From the Bachs to the Brubecks, from the Marsalises to the Hendrickses, musical talent often has run in families, and while Wolfgang Amadeus Mozart lit up the latter half of…

From the Bachs to the Brubecks, from the Marsalises to the Hendrickses, musical talent often has run in families, and while Wolfgang Amadeus Mozart lit up the latter half of the 18th century with his genius, the style of the times pushed his sister, Maria Anna, known as Nannerl, into near-oblivion.

She still gets short shrift (Didn't someone once say that short shrift is better than no shrift at all?) in "Mozart's Sister," an interesting, tuneful, rather limited story about the Mozart Family's Traveling Concerts on a European tour, with the seven-year-old Wolfgang as the child prodigy playing his own works on violin while Nannerl, five years older, accompanied him on the harpsichord.
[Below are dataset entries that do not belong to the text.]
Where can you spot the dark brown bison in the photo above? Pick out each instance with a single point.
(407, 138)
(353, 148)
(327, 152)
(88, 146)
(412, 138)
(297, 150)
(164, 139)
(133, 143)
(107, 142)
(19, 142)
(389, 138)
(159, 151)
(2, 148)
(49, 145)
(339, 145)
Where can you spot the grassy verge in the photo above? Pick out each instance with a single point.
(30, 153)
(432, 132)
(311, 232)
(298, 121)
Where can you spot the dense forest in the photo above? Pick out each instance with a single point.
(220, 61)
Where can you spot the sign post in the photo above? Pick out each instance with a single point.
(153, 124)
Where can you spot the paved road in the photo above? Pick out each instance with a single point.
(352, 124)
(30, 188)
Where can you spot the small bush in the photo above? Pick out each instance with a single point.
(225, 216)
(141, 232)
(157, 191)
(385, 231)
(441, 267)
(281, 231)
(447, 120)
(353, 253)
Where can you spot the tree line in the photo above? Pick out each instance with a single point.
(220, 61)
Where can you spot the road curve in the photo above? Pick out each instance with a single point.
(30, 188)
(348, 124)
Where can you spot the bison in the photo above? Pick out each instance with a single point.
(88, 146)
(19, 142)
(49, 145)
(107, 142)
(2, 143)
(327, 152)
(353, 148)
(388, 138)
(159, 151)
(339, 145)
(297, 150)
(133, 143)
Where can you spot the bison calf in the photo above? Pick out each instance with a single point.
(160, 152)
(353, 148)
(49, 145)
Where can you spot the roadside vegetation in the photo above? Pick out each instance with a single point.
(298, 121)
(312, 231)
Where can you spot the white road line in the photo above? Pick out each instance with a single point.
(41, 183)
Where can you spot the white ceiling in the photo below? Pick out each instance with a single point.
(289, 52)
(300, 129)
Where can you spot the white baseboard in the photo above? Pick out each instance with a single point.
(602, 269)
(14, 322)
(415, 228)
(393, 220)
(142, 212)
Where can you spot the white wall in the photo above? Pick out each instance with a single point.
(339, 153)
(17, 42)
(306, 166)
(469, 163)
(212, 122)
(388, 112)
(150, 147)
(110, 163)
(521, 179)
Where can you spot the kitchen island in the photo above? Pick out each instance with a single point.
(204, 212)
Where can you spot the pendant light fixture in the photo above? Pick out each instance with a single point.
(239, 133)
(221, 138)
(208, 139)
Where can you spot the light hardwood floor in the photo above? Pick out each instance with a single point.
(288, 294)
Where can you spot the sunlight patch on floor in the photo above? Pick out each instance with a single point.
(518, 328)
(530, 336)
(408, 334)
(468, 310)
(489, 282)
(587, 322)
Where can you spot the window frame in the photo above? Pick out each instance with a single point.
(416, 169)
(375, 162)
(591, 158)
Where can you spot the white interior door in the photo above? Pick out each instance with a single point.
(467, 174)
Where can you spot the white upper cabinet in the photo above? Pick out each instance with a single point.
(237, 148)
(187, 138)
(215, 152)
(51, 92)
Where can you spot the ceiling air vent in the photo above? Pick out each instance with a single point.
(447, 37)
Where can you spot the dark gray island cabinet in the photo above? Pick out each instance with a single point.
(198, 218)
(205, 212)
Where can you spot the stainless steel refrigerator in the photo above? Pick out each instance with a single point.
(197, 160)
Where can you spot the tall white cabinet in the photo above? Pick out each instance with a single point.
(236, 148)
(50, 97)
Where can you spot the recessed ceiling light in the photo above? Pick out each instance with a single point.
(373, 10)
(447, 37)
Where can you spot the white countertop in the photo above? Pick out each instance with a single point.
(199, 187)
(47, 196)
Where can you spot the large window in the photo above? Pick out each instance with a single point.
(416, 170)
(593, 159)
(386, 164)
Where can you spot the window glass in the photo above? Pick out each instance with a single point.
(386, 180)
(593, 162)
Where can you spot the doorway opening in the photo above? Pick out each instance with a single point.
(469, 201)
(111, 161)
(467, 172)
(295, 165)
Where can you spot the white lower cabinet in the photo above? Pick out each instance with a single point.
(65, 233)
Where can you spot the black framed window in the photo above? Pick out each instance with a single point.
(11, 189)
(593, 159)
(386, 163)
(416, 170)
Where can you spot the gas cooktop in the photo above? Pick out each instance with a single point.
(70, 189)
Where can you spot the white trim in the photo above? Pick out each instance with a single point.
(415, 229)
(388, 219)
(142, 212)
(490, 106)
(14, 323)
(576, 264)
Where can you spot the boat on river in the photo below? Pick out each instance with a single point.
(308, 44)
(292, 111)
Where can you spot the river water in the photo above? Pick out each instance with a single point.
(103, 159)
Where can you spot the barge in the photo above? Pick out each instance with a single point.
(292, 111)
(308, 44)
The costumes and castles are attractive, but the story is slender and the acting is less than inspirational. In fact, it's somewhat of a family endeavor, involving writer-director-actor Rene Feret and some of his own children. Marie Feret is the title character and Lisa Feret portrays Louise of France, daughter of Louis XV and friend to Nannerl. The director is seen as a music professor. Feret's screenplay "re-imagines" biography. He has used much of the published material on the Mozarts, but goes off into his own imagination for a great deal of the interaction and plot details

Nannerl apparently had considerable musical talent of her own, though a comparison with her brother eclipses her. He was writing and playing like a virtuoso when he was five or six years old, stunning the crowned heads of Europe with his performances. Father Leopold (Marc Barbe), an accomplished musician himself, lavished all his praise and encouragement on young Wolfgang, while Nannerl was not permitted to compose and was strictly an accompanist, or a listener, while her brother took center stage. Leopold even told Nannerl not to play the violin, describing the instrument as "unfeminine."

Young David Moreau works earnestly as the little Wolfgang. He plays (or appears) to play properly, and with proper genius-like expressions.

There's a lot of lovely Mozart music in the film, but the incidental and original music shoots its own dart at Papa Mozart. It's composed by a woman, Marie-Jeanne Serrero.